Dental anomalies in children with cleft lip and palate in Western Australia

Wendy Nicholls 1,
PMCID: PMC4813446  PMID: 27095907

Abstract

Objective:

The purpose of this paper was to describe the prevalence and type of dental anomalies in the primary and permanent dentition in children with a cleft condition at Princess Margaret Hospital in Perth, Western Australia.

Materials and Methods:

The details of 162 current dental patients extracted from the main dental database through their year of birth for the period 1998–2001 were selected consecutively. Dental records and X-rays were examined by one examiner (WN) and verified by a second examiner (RB) to determine dental development. The mean age of the subjects was 10.8 years with equal numbers of males and females. Subjects were further divided into cleft type; unilateral cleft lip (UCL) and palate, bilateral cleft lip (BCL) and palate, UCL, BCL, and cleft palate.

Results:

One hundred sixty-two subjects were grouped into 21 categories of anomaly or abnormality. Prevalence rates for the categories were calculated for the overall group and for gender and cleft type.

Conclusion:

Overall, 94% of patients were found to have at least one dental anomaly, with fifty-six (34%) patients having more than one anomaly or abnormality.
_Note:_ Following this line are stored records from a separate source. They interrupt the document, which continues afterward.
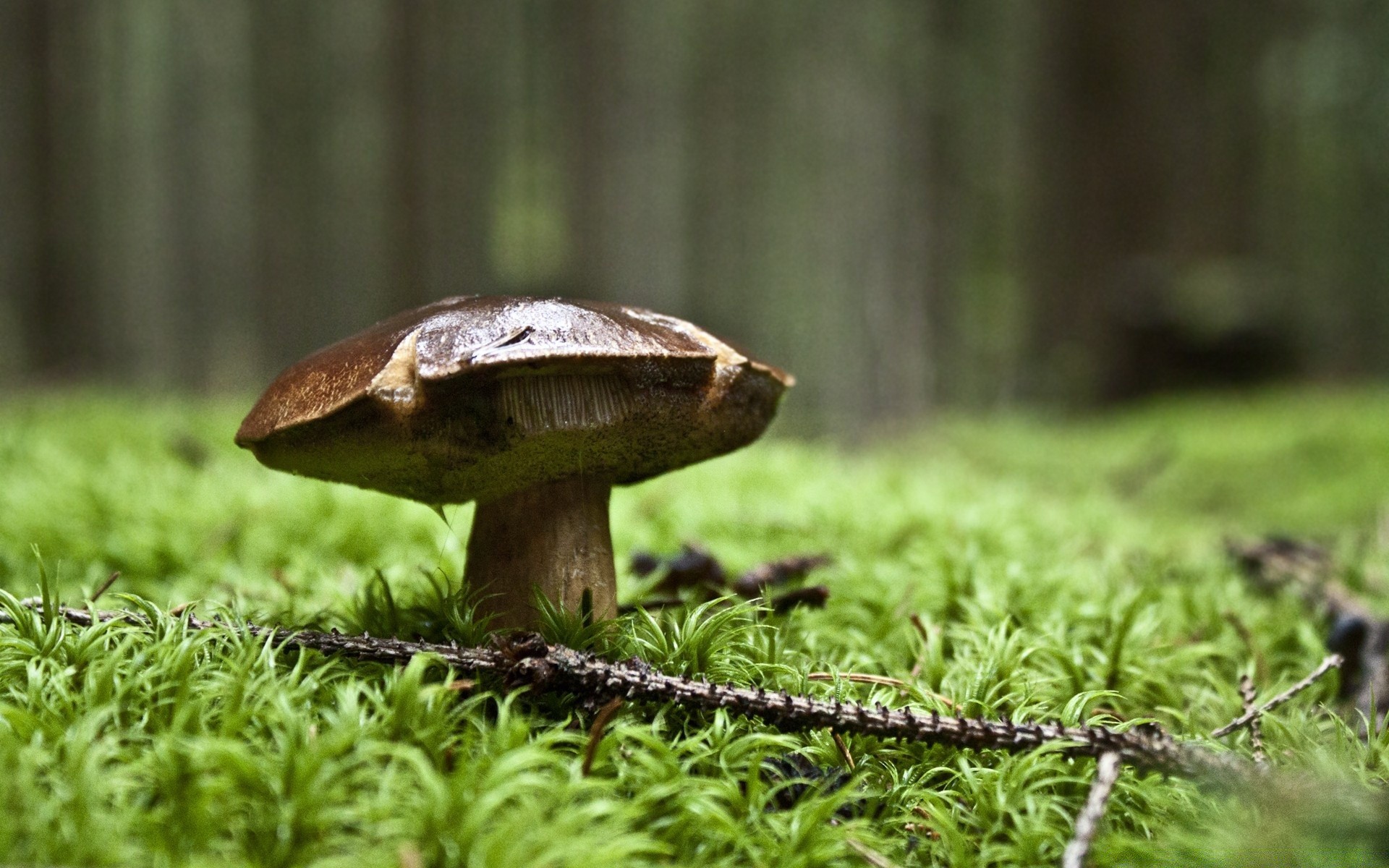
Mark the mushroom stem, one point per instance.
(551, 537)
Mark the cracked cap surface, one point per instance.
(475, 398)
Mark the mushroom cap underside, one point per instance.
(470, 399)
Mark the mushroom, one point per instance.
(531, 407)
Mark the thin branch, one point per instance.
(844, 750)
(1327, 665)
(1256, 732)
(868, 854)
(1088, 822)
(860, 678)
(527, 661)
(863, 678)
(104, 587)
(596, 732)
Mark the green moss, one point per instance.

Keywords: Cleft lip and palate, dental anomalies, Western Australia

INTRODUCTION

The occurrence of dental anomalies may result from both environmental and genetic factors. Previous studies indicate that there is a higher prevalence of dental anomalies in children with a cleft condition than in the general population.[1,2] Studies have also demonstrated that both genetics and the surgical repair of the palate influence the occurrence of dental anomalies in the cleft population.[3] Anomalies include variations in tooth size, shape, number, structure and formation, and eruption timing.[2]

Both sets of dentition may be affected and occur more frequently on the cleft-affected side of the maxilla.[4] The most common types of dental anomalies have been reported to be absent or supernumerary teeth, enamel dysplasia and discoloration and delayed root development. In children with cleft lip and palate, the lateral incisor in the alveolar cleft region has the highest prevalence of dental developmental disorders.[2] This may cause functional and esthetic issues for the child and complicating factors for dental and orthodontic treatment.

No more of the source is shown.